Empe­za­mos con un pan case­ro al que aña­de pata­ta, con­fi­rién­do­le una espon­jo­si­dad inusual. Pan con acei­te y pimen­tón. Lue­go un pla­to con toma­te de col­gar (el úni­co que por su piel grue­sa aguan­ta todo el año) con unas hier­bas lla­ma­das llic­só (cerra­ja en cas­te­llano) pare­ci­das a la rúcu­la, y un cape­llà (boque­rón asa­do) que ha des­hi­la­cha­do para que pier­da fuer­za y sala­zón. El pla­to se con­vier­te en un deli­ca­do y sen­ci­llo jue­go de sabo­res y aro­mas.

No aca­ban aquí las ver­du­ras sil­ves­tres, que en el siguien­te pla­to acom­pa­ñan a unas trom­pe­tas negras y otras setas recién reco­gi­das en los pas­tos cer­ca­nos. Todo ello antes de lle­gar a una sobra­sa­da a la bra­sa con miel que se sir­ve en un mis­mo pla­to pero de for­ma sepa­ra­da para ir hacien­do prue­bas. La miel es un tro­zo de panal. La sobra­sa­da pro­ce­de de un cer­do negro, con­di­men­ta­da con pimen­tón dul­ce, tap de cor­tí, el rey mallor­quín de los pimen­to­nes.

Sobra­sa­da a la bra­sa.

La comi­da sube a mayo­res con una minia­tu­ra: un pul­pi­to (o sepio­net), solo uno, acom­pa­ña­do de una cre­ma de ajo. Es decir, un cefa­ló­po­do peque­ñí­si­mo y fres­quí­si­mo, vuel­ta y vuel­ta en las bra­sas, y un alio­li, redu­ci­do de poten­cia de sabor para dotar­le de suti­le­za. Lo con­si­gue. Uno se come la sal­sa y el pul­po por sepa­ra­do, sabo­rean­do la ori­gi­na­li­dad de la pro­pues­ta.
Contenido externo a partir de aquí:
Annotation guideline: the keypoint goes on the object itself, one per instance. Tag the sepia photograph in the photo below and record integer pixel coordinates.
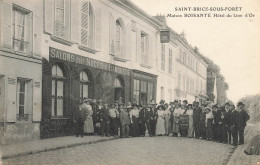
(129, 82)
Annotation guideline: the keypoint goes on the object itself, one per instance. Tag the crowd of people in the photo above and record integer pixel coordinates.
(224, 124)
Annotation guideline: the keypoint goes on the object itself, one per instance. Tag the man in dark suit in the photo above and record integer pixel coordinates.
(228, 122)
(234, 124)
(216, 115)
(196, 119)
(105, 120)
(80, 116)
(144, 119)
(243, 118)
(153, 117)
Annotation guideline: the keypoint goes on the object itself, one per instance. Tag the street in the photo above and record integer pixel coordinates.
(132, 151)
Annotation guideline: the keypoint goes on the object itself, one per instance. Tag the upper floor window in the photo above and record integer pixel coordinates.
(118, 38)
(144, 49)
(87, 25)
(21, 29)
(163, 57)
(170, 61)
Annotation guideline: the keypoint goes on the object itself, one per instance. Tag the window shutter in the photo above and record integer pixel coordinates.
(98, 26)
(48, 16)
(128, 41)
(11, 99)
(37, 30)
(6, 25)
(37, 101)
(112, 34)
(75, 22)
(138, 46)
(67, 20)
Le siguió un gran pla­to. Raya a la bra­sa con alca­pa­rras. La noble­za del pes­ca­do en todo su esplen­dor. Lle­na de mati­ces según comie­ras las dife­ren­tes par­tes del ani­mal. Lo mis­mo ocu­rría con un impre­sio­nan­te pato sal­va­je tos­ta­do con napi­col. Una car­ne, la de ese pato, tan equi­li­bra­da como inten­sa y dife­ren­te, con un reco­rri­do de sabor insó­li­to tras tan­to pato con­ge­la­do en Pekín o gui­sa­do con gra­sas y per­di­go­nes.

La ori­gi­na­ria comi­da cul­mi­na con un pas­te­li­to de gra­na­da y con un turrón de Jijo­na (el blan­do) a la plan­cha, una osa­día recom­pen­sa­da por el inge­nio. Está bue­ní­si­mo. Lue­go mos­ca­tel bio­ló­gi­co, final para una cata de unos cuan­tos vinos de uvas recu­pe­ra­das por los jóve­nes enó­lo­gos de la Mari­na.
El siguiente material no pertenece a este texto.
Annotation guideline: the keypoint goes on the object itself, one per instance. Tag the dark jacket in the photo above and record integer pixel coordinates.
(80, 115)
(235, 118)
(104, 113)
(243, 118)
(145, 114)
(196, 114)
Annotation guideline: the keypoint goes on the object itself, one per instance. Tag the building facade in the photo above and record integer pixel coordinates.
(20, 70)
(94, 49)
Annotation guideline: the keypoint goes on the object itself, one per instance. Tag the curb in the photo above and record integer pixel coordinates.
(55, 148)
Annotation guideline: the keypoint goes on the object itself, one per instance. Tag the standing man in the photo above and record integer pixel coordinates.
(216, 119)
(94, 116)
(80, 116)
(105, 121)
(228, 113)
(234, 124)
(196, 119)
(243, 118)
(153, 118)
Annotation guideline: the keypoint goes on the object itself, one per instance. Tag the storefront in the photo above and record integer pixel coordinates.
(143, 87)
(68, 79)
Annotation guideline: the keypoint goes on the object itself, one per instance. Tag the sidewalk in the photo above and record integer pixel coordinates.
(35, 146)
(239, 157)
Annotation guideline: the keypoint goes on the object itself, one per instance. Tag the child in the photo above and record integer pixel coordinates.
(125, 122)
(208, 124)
Una expe­rien­cia úni­ca. La aven­tu­ra del regre­so a las raí­ces más pro­fun­das. No se tra­ta de nacio­na­lis­mo ni de loca­lis­mo, antes al con­tra­rio. Vol­ve­re­mos.

Cró­ni­ca de la visi­ta rea­li­za­da el 19 de octu­bre de 2022.